# Lüfter Umrechnung v. cfm auf m3/h



## Speakenbull (1. Februar 2009)

*Lüfter Umrechnung v. cfm auf m3/h*

Hallo bin neu hier.    
kann mir jemand bitte sagen b.z.w. schreiben wie die Umrechnung von "cfm " auf "m3/h von statten geht ? z.B. 69cfm = ? m3/h. Cfm lese ich oft
bei Lüftern, bei anderen aber m3/h warum ? Kennt jemand diese Formel


----------



## ZT_T190driver (1. Februar 2009)

*AW: Lüfter Umrechnung v. cfm auf m3/h*



Speakenbull schrieb:


> Hallo bin neu hier.
> kann mir jemand bitte sagen b.z.w. schreiben wie die Umrechnung von "cfm " auf "m3/h von statten geht ? z.B. 69cfm = ? m3/h.

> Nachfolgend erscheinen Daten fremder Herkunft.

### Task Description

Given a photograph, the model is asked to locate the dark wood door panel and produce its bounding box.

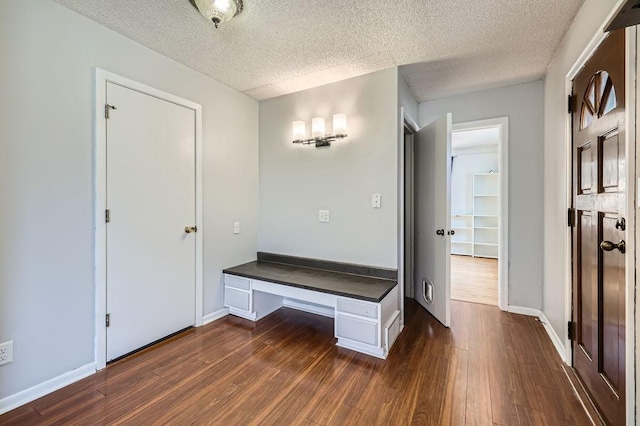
[576,211,598,361]
[572,31,627,425]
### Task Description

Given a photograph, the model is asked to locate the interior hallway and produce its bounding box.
[0,299,590,425]
[451,255,498,306]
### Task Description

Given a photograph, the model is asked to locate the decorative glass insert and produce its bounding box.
[580,71,618,130]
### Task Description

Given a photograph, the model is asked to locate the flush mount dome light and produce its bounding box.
[190,0,242,28]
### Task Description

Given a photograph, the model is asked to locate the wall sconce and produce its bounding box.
[293,114,347,148]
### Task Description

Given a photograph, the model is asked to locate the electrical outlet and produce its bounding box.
[0,340,13,365]
[318,210,329,222]
[371,194,382,209]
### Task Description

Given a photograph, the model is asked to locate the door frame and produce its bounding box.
[453,117,509,311]
[398,106,420,327]
[561,15,640,424]
[93,68,204,370]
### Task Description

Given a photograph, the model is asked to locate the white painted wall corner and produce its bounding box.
[539,312,569,364]
[507,306,568,364]
[0,362,96,414]
[507,305,542,317]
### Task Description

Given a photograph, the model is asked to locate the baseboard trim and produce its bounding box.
[202,308,229,325]
[539,312,568,364]
[507,306,542,317]
[562,365,606,426]
[0,362,96,414]
[282,298,335,318]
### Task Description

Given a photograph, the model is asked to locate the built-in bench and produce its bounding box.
[223,252,401,358]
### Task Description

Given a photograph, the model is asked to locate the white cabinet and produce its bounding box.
[451,173,500,258]
[224,274,256,321]
[224,274,401,359]
[473,173,500,258]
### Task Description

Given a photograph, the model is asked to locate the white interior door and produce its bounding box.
[106,83,196,361]
[414,114,452,327]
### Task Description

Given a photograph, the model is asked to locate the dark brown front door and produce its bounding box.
[573,30,627,425]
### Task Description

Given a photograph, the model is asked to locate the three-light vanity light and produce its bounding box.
[293,114,347,148]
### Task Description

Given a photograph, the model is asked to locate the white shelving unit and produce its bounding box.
[451,173,500,259]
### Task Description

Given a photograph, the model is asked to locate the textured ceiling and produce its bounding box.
[55,0,584,102]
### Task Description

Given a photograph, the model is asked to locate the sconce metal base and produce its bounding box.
[293,135,347,148]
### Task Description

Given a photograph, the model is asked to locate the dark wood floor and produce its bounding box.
[0,300,590,425]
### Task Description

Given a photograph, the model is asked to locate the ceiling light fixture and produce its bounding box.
[189,0,243,28]
[293,114,347,148]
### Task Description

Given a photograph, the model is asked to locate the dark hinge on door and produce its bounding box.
[567,207,575,228]
[567,95,576,114]
[567,321,574,340]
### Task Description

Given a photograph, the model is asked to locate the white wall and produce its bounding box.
[543,0,617,348]
[258,68,398,268]
[420,81,544,309]
[451,152,500,214]
[398,72,420,124]
[0,0,258,400]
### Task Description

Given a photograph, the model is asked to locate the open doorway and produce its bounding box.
[451,119,508,309]
[403,121,415,299]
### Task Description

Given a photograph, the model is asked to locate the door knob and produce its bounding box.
[600,240,626,253]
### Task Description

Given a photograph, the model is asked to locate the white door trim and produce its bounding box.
[398,107,420,327]
[453,117,509,311]
[561,0,640,424]
[94,68,204,370]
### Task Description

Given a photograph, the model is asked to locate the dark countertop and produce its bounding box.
[223,261,398,303]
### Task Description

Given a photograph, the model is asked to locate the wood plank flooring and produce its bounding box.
[451,255,498,306]
[0,300,590,426]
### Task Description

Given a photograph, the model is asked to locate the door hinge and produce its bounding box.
[567,207,575,228]
[104,104,118,120]
[567,321,574,340]
[567,95,576,114]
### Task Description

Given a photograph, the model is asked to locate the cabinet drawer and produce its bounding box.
[336,298,378,319]
[336,313,378,346]
[224,287,251,311]
[224,274,251,291]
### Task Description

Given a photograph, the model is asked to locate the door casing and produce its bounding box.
[94,68,204,370]
[453,117,509,311]
[560,15,640,424]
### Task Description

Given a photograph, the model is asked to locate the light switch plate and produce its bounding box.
[371,194,382,209]
[318,210,329,222]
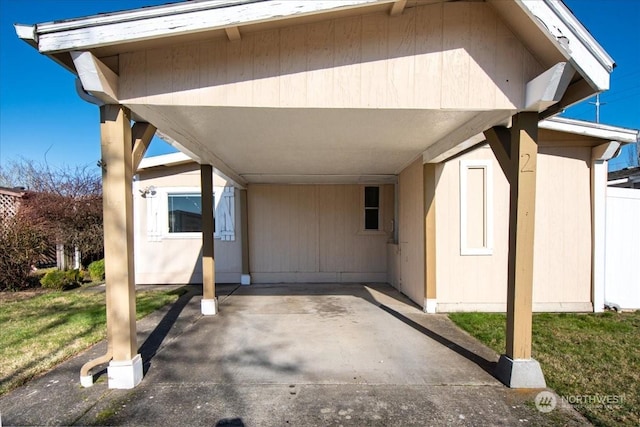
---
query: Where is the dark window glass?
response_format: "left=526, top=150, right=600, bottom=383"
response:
left=168, top=194, right=202, bottom=233
left=364, top=187, right=380, bottom=230
left=364, top=187, right=380, bottom=208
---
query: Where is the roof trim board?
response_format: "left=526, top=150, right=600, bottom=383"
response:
left=538, top=117, right=640, bottom=144
left=16, top=0, right=394, bottom=54
left=516, top=0, right=615, bottom=92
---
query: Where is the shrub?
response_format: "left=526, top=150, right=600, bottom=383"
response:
left=0, top=217, right=47, bottom=291
left=40, top=270, right=81, bottom=291
left=89, top=258, right=104, bottom=282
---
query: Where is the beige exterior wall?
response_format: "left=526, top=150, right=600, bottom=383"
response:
left=247, top=185, right=394, bottom=283
left=390, top=158, right=425, bottom=305
left=134, top=164, right=242, bottom=284
left=118, top=2, right=543, bottom=110
left=432, top=146, right=591, bottom=311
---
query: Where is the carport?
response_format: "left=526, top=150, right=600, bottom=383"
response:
left=16, top=0, right=614, bottom=388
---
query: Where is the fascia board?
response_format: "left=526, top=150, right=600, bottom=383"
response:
left=516, top=0, right=615, bottom=92
left=538, top=117, right=640, bottom=143
left=36, top=0, right=393, bottom=54
left=138, top=153, right=194, bottom=170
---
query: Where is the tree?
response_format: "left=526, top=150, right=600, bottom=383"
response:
left=0, top=159, right=103, bottom=270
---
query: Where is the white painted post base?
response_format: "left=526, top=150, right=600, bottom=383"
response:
left=496, top=354, right=547, bottom=388
left=200, top=298, right=218, bottom=316
left=80, top=375, right=93, bottom=388
left=107, top=354, right=142, bottom=389
left=424, top=298, right=438, bottom=314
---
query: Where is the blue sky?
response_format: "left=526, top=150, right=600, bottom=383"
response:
left=0, top=0, right=640, bottom=171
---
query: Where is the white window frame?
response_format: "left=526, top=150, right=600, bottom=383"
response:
left=460, top=160, right=493, bottom=256
left=358, top=184, right=385, bottom=235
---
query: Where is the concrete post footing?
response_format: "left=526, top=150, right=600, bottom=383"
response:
left=496, top=354, right=547, bottom=388
left=424, top=298, right=438, bottom=314
left=80, top=375, right=93, bottom=388
left=200, top=298, right=218, bottom=316
left=107, top=354, right=142, bottom=389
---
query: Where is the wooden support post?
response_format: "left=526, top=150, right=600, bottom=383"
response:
left=100, top=105, right=142, bottom=389
left=507, top=113, right=538, bottom=359
left=422, top=163, right=437, bottom=313
left=240, top=190, right=251, bottom=285
left=200, top=165, right=218, bottom=315
left=485, top=112, right=546, bottom=388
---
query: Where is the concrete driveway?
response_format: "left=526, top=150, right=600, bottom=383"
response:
left=0, top=284, right=587, bottom=426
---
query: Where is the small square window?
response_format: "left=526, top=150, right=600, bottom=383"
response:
left=167, top=194, right=202, bottom=233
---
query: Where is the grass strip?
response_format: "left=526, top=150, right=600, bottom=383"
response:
left=449, top=311, right=640, bottom=426
left=0, top=289, right=181, bottom=396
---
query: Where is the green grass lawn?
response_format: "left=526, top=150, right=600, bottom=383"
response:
left=0, top=289, right=181, bottom=396
left=449, top=311, right=640, bottom=426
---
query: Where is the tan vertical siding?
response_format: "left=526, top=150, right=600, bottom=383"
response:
left=533, top=147, right=591, bottom=303
left=398, top=158, right=425, bottom=305
left=436, top=147, right=591, bottom=311
left=119, top=2, right=542, bottom=110
left=133, top=164, right=242, bottom=284
left=247, top=185, right=393, bottom=282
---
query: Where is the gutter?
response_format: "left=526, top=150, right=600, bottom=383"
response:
left=544, top=0, right=616, bottom=72
left=538, top=117, right=640, bottom=144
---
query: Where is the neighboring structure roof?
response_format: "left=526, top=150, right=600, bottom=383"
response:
left=538, top=117, right=640, bottom=144
left=608, top=167, right=640, bottom=188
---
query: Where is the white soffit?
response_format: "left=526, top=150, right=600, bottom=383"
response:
left=538, top=117, right=640, bottom=144
left=138, top=153, right=195, bottom=170
left=22, top=0, right=394, bottom=53
left=516, top=0, right=615, bottom=92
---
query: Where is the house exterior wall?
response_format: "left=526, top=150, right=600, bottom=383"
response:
left=388, top=143, right=592, bottom=312
left=134, top=164, right=242, bottom=284
left=118, top=2, right=543, bottom=110
left=247, top=185, right=394, bottom=283
left=392, top=158, right=425, bottom=305
left=436, top=146, right=592, bottom=312
left=604, top=187, right=640, bottom=310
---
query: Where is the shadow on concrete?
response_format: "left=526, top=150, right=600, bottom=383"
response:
left=379, top=304, right=497, bottom=377
left=216, top=418, right=245, bottom=427
left=138, top=286, right=202, bottom=375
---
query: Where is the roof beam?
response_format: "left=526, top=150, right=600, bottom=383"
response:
left=484, top=126, right=513, bottom=179
left=224, top=27, right=242, bottom=42
left=27, top=0, right=391, bottom=54
left=389, top=0, right=407, bottom=16
left=131, top=122, right=156, bottom=171
left=71, top=52, right=119, bottom=104
left=422, top=110, right=512, bottom=163
left=524, top=62, right=575, bottom=113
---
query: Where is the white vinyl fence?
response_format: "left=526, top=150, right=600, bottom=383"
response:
left=604, top=187, right=640, bottom=309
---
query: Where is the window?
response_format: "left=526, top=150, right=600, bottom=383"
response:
left=146, top=187, right=235, bottom=242
left=364, top=187, right=380, bottom=230
left=460, top=160, right=493, bottom=255
left=167, top=193, right=202, bottom=233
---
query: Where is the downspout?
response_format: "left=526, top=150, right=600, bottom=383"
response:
left=76, top=78, right=113, bottom=387
left=591, top=141, right=620, bottom=313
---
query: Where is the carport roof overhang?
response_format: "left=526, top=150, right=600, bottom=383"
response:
left=16, top=0, right=615, bottom=186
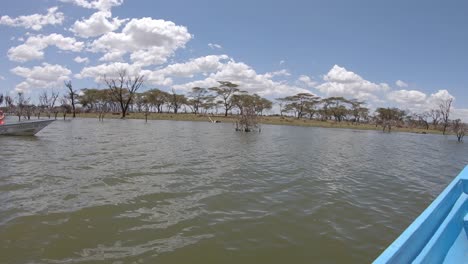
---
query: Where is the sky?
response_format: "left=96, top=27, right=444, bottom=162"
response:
left=0, top=0, right=468, bottom=121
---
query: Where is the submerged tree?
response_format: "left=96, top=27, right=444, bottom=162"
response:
left=209, top=81, right=239, bottom=116
left=103, top=70, right=144, bottom=118
left=375, top=107, right=406, bottom=132
left=65, top=81, right=78, bottom=118
left=453, top=119, right=467, bottom=142
left=439, top=98, right=453, bottom=135
left=277, top=93, right=319, bottom=119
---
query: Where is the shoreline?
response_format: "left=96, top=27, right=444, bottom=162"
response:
left=74, top=113, right=451, bottom=135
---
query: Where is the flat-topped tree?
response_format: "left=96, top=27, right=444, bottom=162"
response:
left=187, top=87, right=208, bottom=114
left=276, top=93, right=320, bottom=119
left=103, top=70, right=144, bottom=118
left=439, top=98, right=453, bottom=135
left=349, top=99, right=369, bottom=123
left=39, top=91, right=59, bottom=118
left=145, top=89, right=170, bottom=113
left=209, top=81, right=239, bottom=116
left=169, top=89, right=187, bottom=114
left=64, top=81, right=78, bottom=118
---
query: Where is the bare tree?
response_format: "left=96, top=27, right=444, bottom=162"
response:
left=169, top=89, right=187, bottom=114
left=439, top=98, right=453, bottom=135
left=103, top=70, right=144, bottom=118
left=64, top=81, right=78, bottom=118
left=453, top=119, right=467, bottom=142
left=39, top=91, right=59, bottom=118
left=429, top=109, right=440, bottom=129
left=209, top=81, right=239, bottom=116
left=15, top=92, right=29, bottom=121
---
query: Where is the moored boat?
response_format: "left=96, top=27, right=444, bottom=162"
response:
left=374, top=166, right=468, bottom=264
left=0, top=120, right=55, bottom=136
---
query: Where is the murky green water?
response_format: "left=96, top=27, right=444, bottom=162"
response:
left=0, top=119, right=468, bottom=263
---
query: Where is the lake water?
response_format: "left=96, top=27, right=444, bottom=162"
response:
left=0, top=119, right=468, bottom=264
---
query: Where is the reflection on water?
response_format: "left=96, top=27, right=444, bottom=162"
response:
left=0, top=119, right=468, bottom=263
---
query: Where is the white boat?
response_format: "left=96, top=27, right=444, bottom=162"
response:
left=0, top=120, right=55, bottom=136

Cfm lese ich oft
> bei Lüftern, bei anderen aber m3/h warum ? Kennt jemand diese Formel





Du musst den cfm grob mal 1,7 nehmen,dann erhält man m3/h!!oder umgekehrt!!das is wahrscheinlich weil manche lüfter nich in deutschland hergestellt werden.und dort andre regularien gelten!!


----------